Saturday, July 21st, 2018

Broken Treaty Quilts

Posted on November 12, 2016 in Arts & Culture
By USM Free Press

By Matthew Craig

Gina Adams, who did a significant portion of her growing-up in the San Francisco Bay Area, later to come to Maine, has brought a collection of her Broken Treaty Quilts to the University of Southern Maine. Adams has created a particularly poignant series of quilts in this body of work. She has looked to her Native American heritage, as many do, and felt sadness and pain as she learned of the wrongs done by Euro-Americans to her ancestors. At a glance, this exhibit may seem difficult to understand, but upon closer inspection, it is simple and clear. Each quilt, in simply being a quilt, is steeped in tradition. Quilting has been a practiced form of art since, at the latest, the 16th century. Adams puts her own mark on this art with Broken Treaty Quilts. In this exhibit, each quilt has a portion of a broken treaty woven into its fabric. In order to tell her story, she has “chosen to weave that over-arching sadness into a source of tremendous comfort.”

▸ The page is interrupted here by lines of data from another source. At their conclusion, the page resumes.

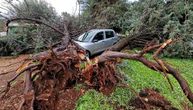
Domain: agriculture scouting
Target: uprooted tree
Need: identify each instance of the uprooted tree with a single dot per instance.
(49, 73)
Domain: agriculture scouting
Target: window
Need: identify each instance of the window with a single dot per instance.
(109, 34)
(86, 36)
(99, 36)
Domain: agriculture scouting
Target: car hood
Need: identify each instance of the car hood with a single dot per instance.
(82, 44)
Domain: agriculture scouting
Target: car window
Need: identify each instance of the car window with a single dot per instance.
(109, 34)
(99, 36)
(86, 36)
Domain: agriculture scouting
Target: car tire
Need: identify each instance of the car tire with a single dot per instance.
(87, 54)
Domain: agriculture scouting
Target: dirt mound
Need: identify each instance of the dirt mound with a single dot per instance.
(151, 99)
(49, 77)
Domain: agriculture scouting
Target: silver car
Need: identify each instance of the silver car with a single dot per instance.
(97, 40)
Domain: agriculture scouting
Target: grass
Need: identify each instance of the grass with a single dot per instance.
(139, 77)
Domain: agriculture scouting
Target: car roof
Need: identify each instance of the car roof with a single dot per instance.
(97, 30)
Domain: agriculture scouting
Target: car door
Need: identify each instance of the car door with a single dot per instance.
(98, 42)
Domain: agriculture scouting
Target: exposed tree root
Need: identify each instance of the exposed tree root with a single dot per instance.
(50, 73)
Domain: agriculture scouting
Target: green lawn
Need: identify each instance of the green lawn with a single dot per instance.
(139, 77)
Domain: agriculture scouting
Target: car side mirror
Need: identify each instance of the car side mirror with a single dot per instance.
(95, 40)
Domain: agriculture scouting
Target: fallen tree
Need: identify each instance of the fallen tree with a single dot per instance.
(49, 73)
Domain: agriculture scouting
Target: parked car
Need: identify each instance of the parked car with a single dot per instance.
(97, 40)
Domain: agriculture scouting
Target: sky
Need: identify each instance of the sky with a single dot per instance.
(69, 6)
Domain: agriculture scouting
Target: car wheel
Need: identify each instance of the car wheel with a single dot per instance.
(87, 54)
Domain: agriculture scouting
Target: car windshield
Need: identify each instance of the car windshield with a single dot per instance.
(85, 37)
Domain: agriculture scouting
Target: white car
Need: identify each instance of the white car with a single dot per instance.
(97, 40)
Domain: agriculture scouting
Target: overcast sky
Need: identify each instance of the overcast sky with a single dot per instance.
(69, 6)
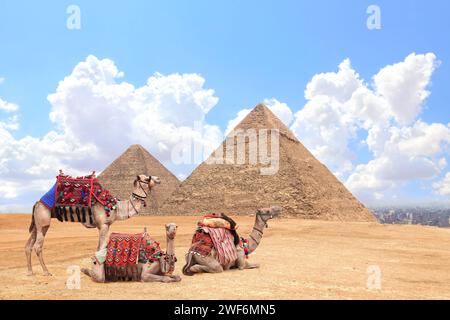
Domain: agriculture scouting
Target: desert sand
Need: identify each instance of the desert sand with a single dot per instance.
(300, 259)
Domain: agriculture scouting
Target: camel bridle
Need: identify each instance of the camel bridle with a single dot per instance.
(139, 197)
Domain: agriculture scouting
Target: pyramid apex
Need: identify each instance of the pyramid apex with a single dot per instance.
(261, 117)
(135, 147)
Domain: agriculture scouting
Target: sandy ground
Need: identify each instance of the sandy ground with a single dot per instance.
(299, 259)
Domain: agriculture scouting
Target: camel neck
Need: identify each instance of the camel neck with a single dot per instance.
(170, 249)
(257, 233)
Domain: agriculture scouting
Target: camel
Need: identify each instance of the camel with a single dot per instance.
(126, 209)
(151, 271)
(196, 263)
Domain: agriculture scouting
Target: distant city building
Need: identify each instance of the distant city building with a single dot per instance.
(431, 216)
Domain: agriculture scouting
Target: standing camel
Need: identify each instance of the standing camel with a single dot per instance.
(150, 271)
(42, 216)
(196, 263)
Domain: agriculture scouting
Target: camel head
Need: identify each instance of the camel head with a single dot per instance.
(268, 213)
(171, 230)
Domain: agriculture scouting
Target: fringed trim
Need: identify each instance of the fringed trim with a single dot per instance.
(128, 273)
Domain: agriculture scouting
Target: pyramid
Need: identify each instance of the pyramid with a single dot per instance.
(118, 177)
(302, 186)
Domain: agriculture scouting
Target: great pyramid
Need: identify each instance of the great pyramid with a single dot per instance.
(303, 186)
(119, 177)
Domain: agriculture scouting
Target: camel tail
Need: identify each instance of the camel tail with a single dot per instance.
(189, 264)
(86, 271)
(32, 225)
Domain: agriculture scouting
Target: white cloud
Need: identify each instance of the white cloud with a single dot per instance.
(234, 122)
(96, 116)
(404, 84)
(280, 109)
(443, 187)
(341, 107)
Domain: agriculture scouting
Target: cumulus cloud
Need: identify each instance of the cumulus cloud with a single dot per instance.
(8, 106)
(96, 115)
(280, 109)
(342, 107)
(442, 187)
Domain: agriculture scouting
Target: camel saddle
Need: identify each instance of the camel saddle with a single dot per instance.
(71, 199)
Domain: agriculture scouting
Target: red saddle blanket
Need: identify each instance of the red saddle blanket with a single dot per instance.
(71, 198)
(220, 239)
(125, 252)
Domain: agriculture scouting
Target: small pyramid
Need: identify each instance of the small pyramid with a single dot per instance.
(302, 186)
(118, 177)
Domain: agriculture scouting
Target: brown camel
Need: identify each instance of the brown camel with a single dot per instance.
(42, 216)
(196, 263)
(151, 271)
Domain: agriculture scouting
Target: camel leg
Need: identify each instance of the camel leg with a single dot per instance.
(157, 278)
(103, 234)
(38, 247)
(86, 272)
(249, 265)
(29, 248)
(212, 266)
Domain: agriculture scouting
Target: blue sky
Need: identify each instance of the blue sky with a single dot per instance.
(246, 51)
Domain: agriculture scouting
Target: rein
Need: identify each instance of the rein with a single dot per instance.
(139, 197)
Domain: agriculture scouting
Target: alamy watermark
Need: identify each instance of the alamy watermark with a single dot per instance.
(259, 147)
(373, 278)
(374, 20)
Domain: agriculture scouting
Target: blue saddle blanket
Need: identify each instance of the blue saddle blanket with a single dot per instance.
(48, 199)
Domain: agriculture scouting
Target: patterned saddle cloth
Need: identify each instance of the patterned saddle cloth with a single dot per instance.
(125, 252)
(214, 232)
(71, 199)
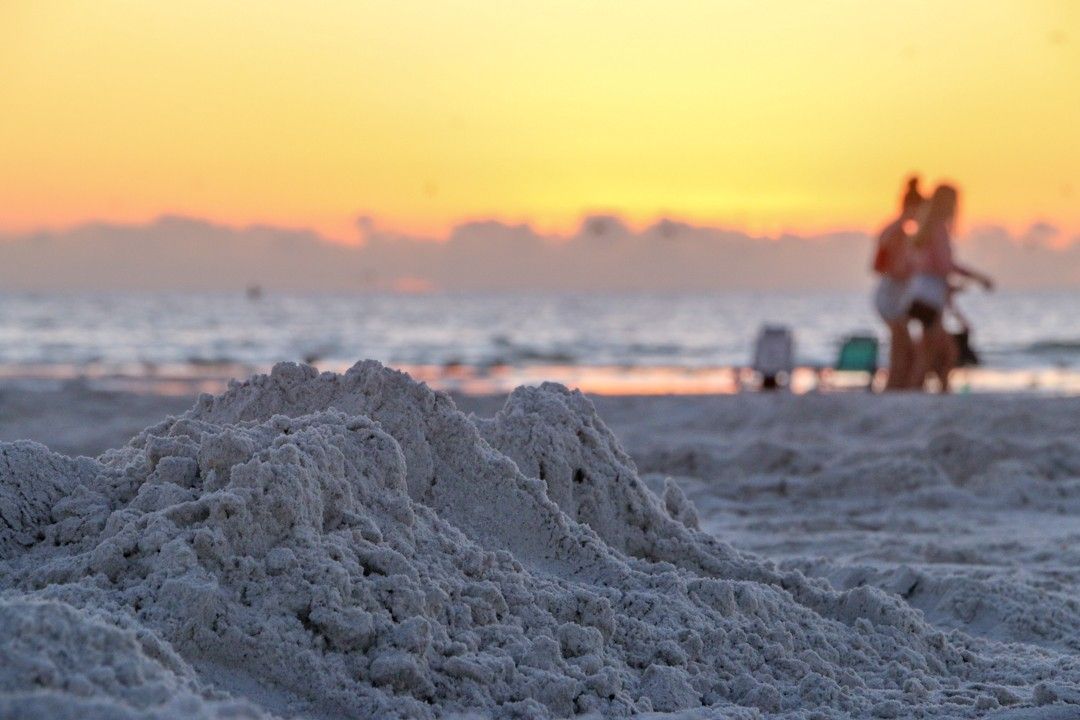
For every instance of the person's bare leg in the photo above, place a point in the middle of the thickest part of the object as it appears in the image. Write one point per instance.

After graduating from the Maine College of Art with a Bachelor of Fine Arts, she went on to earn an MFA from the University of Kansas, specializing in visual art, curatorial practice and critical theory. Carolyn Eyler, the director of exhibitions for USM’s art galleries, curated this exhibition. She worked closely with Gina Adams in selecting which pieces to show at USM. Adams’ interest in her heritage has led her to the creation of Its Honor Is Here Pledged, an exhibition of her Broken Treaty Quilts.

One of the treaties featured on a quilt in this exhibit, known as the Treaty of Holston, was made in 1791 between the Cherokee nation and the United States. Article I of the treaty states: “There shall be perpetual peace and friendship between all the citizens of the United States of America, and all the individuals composing the whole Cherokee nation of Indians.” This  agreement was broken many times. The Cherokee were later removed from their land by the federal government, resulting in the notorious story of the Trail of Tears, on which some 4000 Native American people perished, among other things.

Adams also stitched text from the 1794 Treaty between the Passamaquoddy Tribe and the Commonwealth of Massachusetts, which has been brought into legal disputes over land as recently as 2014. Since this agreement was made, at least 10,000 acres of land have been claimed by American government, despite the terms of the treaty. Though Adams is originally from California, her sentiment about the treatment of Native Americans rings just as true on the East Coast as the West.

In another featured treaty from 1867, the United States government claimed it “[desired] peace, and its honor is here pledged to keep it” with the Cheyenne and Arapaho peoples. The following year, at the Battle of Washita River, General Custer attacked a Cheyenne encampment with the help of scouts of the Osage Nation. The encounter is sometimes referred to as the Washita Massacre, as the Cheyenne were caught wholly off guard when they were attacked under the light of the moon.

The broken agreements mentioned above are only a small picture of the treacherous acts committed by the United States government against its Native American brethren. Hopefully Gina’s work can offer those affected by American territorial encroachment some level of catharsis, and at least raise awareness of these wrongdoings.